ラストワンマイルという言葉は、最近は物流の業界でよく聞く。元々はインターネット業界で、個人宅のところにまで回線を引く最後の部分が手間なことをラストワンマイル問題と呼んでいた。最近は物流の分野でもこの言葉が適用されて、再配達の多さによって配達員へ過剰な負担がかかっていることを、ラストワンマイル問題と言ったりする。顧客へサーヴィスを届ける最後のプロセスで起きる問題は、ラストワンマイルと表現されうるのだと勝手に思っている。
私が言う、インドのラストワンマイル問題は言葉の話である。サーヴィスの申し込み時は英語で出来るのに、実際にサーヴィスを受ける時には英語が通じずに困ることが多々ある。インドは公用語がヒンディー語で、準公用語に英語が設定されている。また、その他にもベンガル語、テルグ語、マラティー語などなど憲法で定められる22の指定言語に、地方方言も2000ぐらいと言葉のダイバーシティが日本に比べて広い。ヒンディー語ですら、話す人は全体の4割程度らしい。ヒンディー語を話す同僚のインド人も、違う州や地域に行くと文字が読めなかったり、意思疎通が難しかったりすることがあるらしい。インド人ですらそうなのだから、日本人の私がどれほど言葉に苦労するかは想像に難くない。
インドに住み始めてから、いろいろとアパートメントの設備関連でインド人が家に訪ねてくるのだが、大体が英語を話さない。ハウスキーパーの売り込み、セキュリティガードマン、家の不具合を修理してもらうための工事員、インターネットの工事員などなど、みんな私のアパートメントに来ても英語を話さない。それなりに外国人が住むアパートなのだが、この有様である。

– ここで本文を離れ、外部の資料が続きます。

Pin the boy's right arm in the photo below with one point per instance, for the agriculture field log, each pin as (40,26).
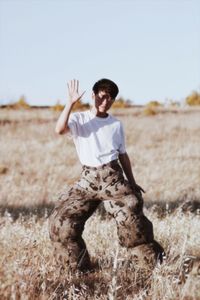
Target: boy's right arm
(74,96)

意思疎通ができないということは、かなりのフラストレーションがたまる。例えば、先日は家にガス管を引いてもらう工事をしてもらったのだが、工事日程の調整などはアパートメントの責任者と行ったので英語で出来た。しかし、当日に作業に来る人は全く英語を話さない。責任者も別に付き添ってくるわけではないので、作業員と意思疎通が全く取れないのだ。おかげで、作業員が途中で作業をほっぽり出して帰っても、何があったのかサッパリ理解ができない。もう一回戻ってくるつもりなのか、今日はここで終わりなのかも分からないのだ。結局は、インドだからなのか、「配管の穴を開ける人」「穴にパイプを通す人」「パイプとガスレンジをつなぐ人」みたいに分担で別々の人が来るということだったのだが、それも全部の作業が終わってようやく理解できた次第。いったい誰が全体の作業を把握しているのかを聞いても(英語で)答えてくれない。こんなに言葉が通じないと言うことが大変なのかと思い知ると、日本で困ってる外国人も少しは優しくしておかねばなと思ってしまう。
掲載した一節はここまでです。